A study published today in the March issue of Hypertension: Journal of the American Heart Association, conducted by the University of California, Irvine, indicates that most people age 50 and older who suffer from high blood pressure have elevated systolic blood pressure (top number), but normal diastolic blood pressure (bottom number) -- a condition known as isolated systolic hypertension (ISH). These results suggest that physicians and patients need to increase emphasis on systolic blood pressure in the management of hypertension.
High blood pressure, or hypertension, which affects more than 50 million
Americans, is defined in adults as blood pressure greater than or equal to 140
mm Hg systolic or greater than or equal to 90 mm Hg diastolic. In ISH, the
systolic blood pressure reading is elevated, while the diastolic reading is
normal. ISH places millions of people worldwide at risk of heart attack,
heart failure, stroke, and death.
The University of California, Irvine study, led by Dr. Stanley S.
Franklin, found that 80 percent of participants with hypertension age 50 and
older suffered from ISH.
"Achieving target blood pressure goals of 140/90 or less can help people
live longer and healthier lives," says Stanley S. Franklin, M.D., professor of
medicine, University of California, Irvine. "Previously, focus was placed on
diastolic blood pressure control in preventing cardiovascular risk. This
study contributes to the developing body of research emphasizing the
importance of controlling systolic blood pressure."
Diastolic readings measure blood pressure when the heart is at rest.

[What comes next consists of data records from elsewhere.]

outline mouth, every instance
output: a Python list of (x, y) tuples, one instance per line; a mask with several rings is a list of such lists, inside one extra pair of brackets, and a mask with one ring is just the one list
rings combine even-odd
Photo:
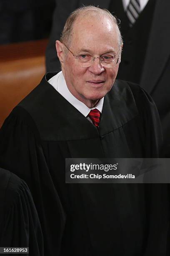
[(90, 80), (87, 82), (93, 86), (99, 87), (102, 86), (105, 81), (103, 80)]

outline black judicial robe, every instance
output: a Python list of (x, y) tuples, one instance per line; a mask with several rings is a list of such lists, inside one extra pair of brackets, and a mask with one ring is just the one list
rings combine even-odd
[(29, 186), (45, 255), (166, 255), (166, 184), (65, 183), (66, 158), (157, 157), (161, 134), (152, 99), (116, 80), (98, 130), (48, 82), (55, 74), (14, 109), (0, 133), (0, 164)]
[(2, 168), (0, 246), (29, 247), (30, 256), (44, 255), (42, 233), (30, 191), (24, 181)]

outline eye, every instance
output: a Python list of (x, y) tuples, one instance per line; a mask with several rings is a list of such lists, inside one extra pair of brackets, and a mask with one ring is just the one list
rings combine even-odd
[(104, 61), (112, 61), (115, 59), (115, 55), (103, 55), (102, 59)]
[(88, 60), (90, 59), (92, 56), (89, 54), (80, 54), (78, 57), (81, 60)]

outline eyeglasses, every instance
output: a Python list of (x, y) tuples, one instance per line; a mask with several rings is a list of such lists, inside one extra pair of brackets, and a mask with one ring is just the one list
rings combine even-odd
[(78, 60), (82, 67), (89, 67), (93, 63), (95, 59), (99, 59), (100, 63), (103, 67), (107, 68), (112, 68), (117, 65), (120, 56), (120, 50), (119, 50), (116, 54), (105, 54), (100, 57), (94, 57), (89, 54), (80, 54), (76, 55), (71, 51), (64, 43), (62, 43), (66, 48)]

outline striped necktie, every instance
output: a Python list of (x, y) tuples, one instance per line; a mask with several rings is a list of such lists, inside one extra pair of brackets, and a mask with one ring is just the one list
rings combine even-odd
[(96, 127), (99, 127), (100, 112), (97, 108), (90, 110), (88, 116), (91, 120), (93, 124)]
[(132, 27), (140, 13), (140, 0), (130, 0), (126, 12), (129, 20), (129, 26)]

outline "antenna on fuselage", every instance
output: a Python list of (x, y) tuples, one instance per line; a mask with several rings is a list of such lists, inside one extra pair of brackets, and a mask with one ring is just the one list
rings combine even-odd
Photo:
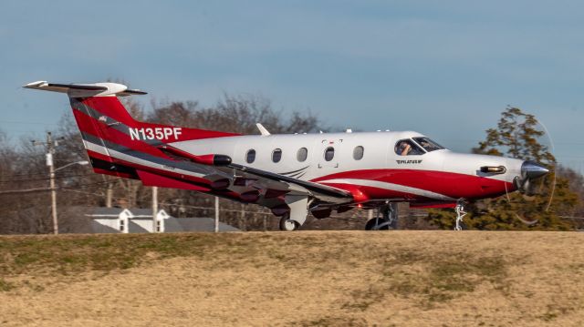
[(266, 129), (264, 125), (260, 123), (256, 123), (256, 126), (257, 127), (257, 129), (259, 129), (259, 132), (262, 134), (262, 136), (266, 137), (268, 135), (271, 135), (270, 132), (268, 132), (267, 129)]

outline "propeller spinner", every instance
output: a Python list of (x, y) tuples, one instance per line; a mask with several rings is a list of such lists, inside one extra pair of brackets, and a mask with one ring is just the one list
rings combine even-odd
[(516, 176), (513, 181), (521, 193), (533, 195), (530, 188), (532, 181), (544, 177), (548, 172), (549, 169), (541, 164), (535, 161), (524, 161), (521, 165), (521, 177)]

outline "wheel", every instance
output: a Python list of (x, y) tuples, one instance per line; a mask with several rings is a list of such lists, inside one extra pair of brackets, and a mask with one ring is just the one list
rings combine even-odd
[(365, 230), (388, 230), (390, 229), (390, 220), (383, 218), (373, 218), (365, 224)]
[(280, 219), (280, 230), (292, 231), (300, 228), (300, 224), (298, 224), (296, 220), (292, 220), (289, 219), (288, 215), (284, 215)]

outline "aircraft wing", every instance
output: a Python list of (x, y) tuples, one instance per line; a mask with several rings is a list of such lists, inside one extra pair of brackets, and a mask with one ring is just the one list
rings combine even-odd
[(260, 202), (274, 202), (282, 195), (310, 196), (328, 203), (348, 203), (353, 200), (350, 192), (330, 186), (298, 179), (290, 176), (235, 164), (224, 155), (193, 155), (170, 145), (158, 148), (177, 159), (186, 159), (193, 165), (204, 166), (214, 172), (207, 173), (204, 179), (211, 181), (212, 188), (226, 188), (237, 194), (262, 194)]
[(256, 179), (257, 180), (255, 184), (264, 185), (269, 189), (277, 185), (277, 189), (288, 189), (295, 194), (304, 193), (331, 203), (347, 203), (353, 199), (353, 196), (350, 192), (330, 186), (302, 180), (235, 163), (228, 165), (227, 168), (235, 169), (236, 173), (246, 178)]

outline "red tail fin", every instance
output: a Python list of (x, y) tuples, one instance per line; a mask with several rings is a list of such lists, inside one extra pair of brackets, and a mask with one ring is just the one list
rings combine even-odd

Systolic readings measure pressure when the heart contracts to pump blood
through the body.
These findings resulted from an analysis of nearly 20,000 individuals who
took part in the National Health and Nutrition Examination Survey (NHANES III)
conducted by the National Institutes of Health from 1988 to 1994. Of the
participants with hypertension, almost three-quarters (74 percent) were 50
years and older.
The study also revealed that 24 percent of the participants suffered from
hypertension. Only about one-quarter (27 percent) of the hypertensive study
participants were treated to the recommended blood pressure goals of 140/90.

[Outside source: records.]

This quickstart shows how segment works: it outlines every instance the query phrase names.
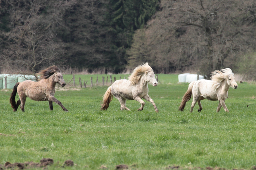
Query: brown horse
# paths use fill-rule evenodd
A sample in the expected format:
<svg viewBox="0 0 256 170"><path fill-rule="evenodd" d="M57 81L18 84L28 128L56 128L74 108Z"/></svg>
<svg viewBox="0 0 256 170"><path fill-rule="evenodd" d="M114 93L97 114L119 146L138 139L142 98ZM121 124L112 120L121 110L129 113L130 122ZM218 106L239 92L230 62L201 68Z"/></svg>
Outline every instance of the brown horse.
<svg viewBox="0 0 256 170"><path fill-rule="evenodd" d="M26 100L28 97L33 100L48 100L50 110L53 110L52 102L54 102L61 106L64 110L67 112L61 102L54 97L56 84L59 83L62 87L66 85L60 69L57 66L52 66L39 71L37 74L40 78L38 82L26 80L17 83L14 87L10 97L10 102L13 111L16 111L21 105L21 109L24 112ZM15 96L17 92L20 99L16 103Z"/></svg>

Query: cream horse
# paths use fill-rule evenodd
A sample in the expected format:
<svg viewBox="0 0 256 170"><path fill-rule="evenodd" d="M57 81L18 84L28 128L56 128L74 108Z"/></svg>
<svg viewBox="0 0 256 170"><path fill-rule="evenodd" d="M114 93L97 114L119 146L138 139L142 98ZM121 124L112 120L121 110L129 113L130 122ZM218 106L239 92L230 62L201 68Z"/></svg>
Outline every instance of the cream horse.
<svg viewBox="0 0 256 170"><path fill-rule="evenodd" d="M153 69L147 63L142 64L135 68L129 76L128 80L119 80L114 82L109 87L103 97L103 104L100 110L107 110L113 98L112 95L120 102L120 110L130 110L125 105L126 100L135 100L141 104L138 110L143 110L145 104L142 100L143 98L152 104L155 111L158 112L155 103L150 98L148 93L148 83L154 86L157 85Z"/></svg>
<svg viewBox="0 0 256 170"><path fill-rule="evenodd" d="M197 102L198 102L199 109L201 112L202 107L200 101L206 99L209 100L219 100L217 112L219 112L222 106L224 110L228 112L225 104L225 100L228 98L228 90L230 87L234 89L237 88L237 84L235 80L234 73L230 68L221 70L215 70L211 72L211 80L199 80L192 82L189 85L187 91L183 96L179 110L183 111L186 102L191 98L193 94L193 102L191 104L190 112Z"/></svg>
<svg viewBox="0 0 256 170"><path fill-rule="evenodd" d="M67 112L67 110L61 102L54 97L56 83L59 83L62 87L66 84L60 69L57 66L52 66L40 71L37 74L41 78L39 81L26 80L17 83L14 87L10 97L10 102L13 111L16 111L21 105L21 109L24 112L25 103L27 97L28 97L33 100L48 100L50 110L53 110L52 102L55 102L64 110ZM16 103L15 96L17 92L20 99Z"/></svg>

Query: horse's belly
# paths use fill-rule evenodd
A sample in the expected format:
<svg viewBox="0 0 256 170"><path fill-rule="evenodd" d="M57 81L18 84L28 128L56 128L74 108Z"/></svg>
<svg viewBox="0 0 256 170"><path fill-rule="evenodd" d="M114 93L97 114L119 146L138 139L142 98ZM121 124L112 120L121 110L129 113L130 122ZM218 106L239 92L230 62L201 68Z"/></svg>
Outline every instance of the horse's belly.
<svg viewBox="0 0 256 170"><path fill-rule="evenodd" d="M31 100L35 101L47 101L48 97L45 93L42 91L33 92L31 90L28 90L26 93L27 96Z"/></svg>
<svg viewBox="0 0 256 170"><path fill-rule="evenodd" d="M216 101L218 100L218 96L216 94L213 95L208 95L204 94L202 95L204 99L211 101Z"/></svg>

And surprisingly, nearly half (48 percent) of the hypertensive study
participants were not treated for their condition at all.

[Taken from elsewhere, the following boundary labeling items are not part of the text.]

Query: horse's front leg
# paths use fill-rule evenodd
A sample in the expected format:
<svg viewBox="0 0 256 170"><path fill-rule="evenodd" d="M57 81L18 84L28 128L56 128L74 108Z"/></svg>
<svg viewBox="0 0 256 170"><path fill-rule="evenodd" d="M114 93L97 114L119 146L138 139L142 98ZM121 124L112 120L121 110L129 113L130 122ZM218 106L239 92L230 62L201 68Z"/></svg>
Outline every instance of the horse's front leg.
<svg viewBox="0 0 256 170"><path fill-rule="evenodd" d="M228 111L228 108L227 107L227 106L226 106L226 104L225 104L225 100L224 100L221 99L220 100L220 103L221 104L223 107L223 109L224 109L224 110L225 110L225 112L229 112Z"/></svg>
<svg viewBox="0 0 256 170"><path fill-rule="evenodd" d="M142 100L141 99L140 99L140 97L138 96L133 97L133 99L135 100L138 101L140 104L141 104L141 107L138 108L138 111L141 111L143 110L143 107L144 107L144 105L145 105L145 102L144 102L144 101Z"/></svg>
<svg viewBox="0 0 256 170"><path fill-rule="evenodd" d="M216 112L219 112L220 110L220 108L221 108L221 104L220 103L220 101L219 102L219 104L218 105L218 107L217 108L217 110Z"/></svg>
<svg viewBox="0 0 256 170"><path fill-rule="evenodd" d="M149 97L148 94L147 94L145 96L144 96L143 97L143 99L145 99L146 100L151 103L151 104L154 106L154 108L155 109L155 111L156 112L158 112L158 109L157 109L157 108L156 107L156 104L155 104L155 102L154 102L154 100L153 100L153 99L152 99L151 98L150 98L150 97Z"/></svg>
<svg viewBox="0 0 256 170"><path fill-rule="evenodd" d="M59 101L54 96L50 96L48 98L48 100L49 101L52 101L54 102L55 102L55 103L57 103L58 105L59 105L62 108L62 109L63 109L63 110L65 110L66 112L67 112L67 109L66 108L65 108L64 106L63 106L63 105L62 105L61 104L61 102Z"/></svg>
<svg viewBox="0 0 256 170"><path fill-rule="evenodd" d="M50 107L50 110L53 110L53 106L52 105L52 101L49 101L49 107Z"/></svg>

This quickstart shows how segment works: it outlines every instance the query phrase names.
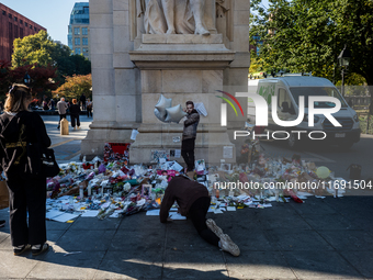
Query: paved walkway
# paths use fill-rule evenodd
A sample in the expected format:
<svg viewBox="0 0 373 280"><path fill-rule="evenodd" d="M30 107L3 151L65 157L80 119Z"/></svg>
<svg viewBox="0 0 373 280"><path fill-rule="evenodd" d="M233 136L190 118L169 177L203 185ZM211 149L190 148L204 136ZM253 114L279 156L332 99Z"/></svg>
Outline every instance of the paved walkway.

"Hypertension can be successful managed," says Dr. Franklin. "Better
awareness and more aggressive antihypertensive therapy is urgently needed to
help manage this condition."
This study is part of Franklin's ongoing research on cardiovascular
disease, currently the leading cause of death in the United States. He and
his colleagues are continuing to look for ways to detect the risk of
cardiovascular disease as well as methods of preventing hypertension.
Franklin's co-workers on the study were Nathan D. Wong, Ph.D., director of
UCI's Heart Disease Prevention Program, Milagros J. Jacobs, a research
assistant at UCI and Gilbert J. L'Italien, Ph.D. and Pablo Lapuerta, M.D.
researchers at Bristol-Myers Squibb Company.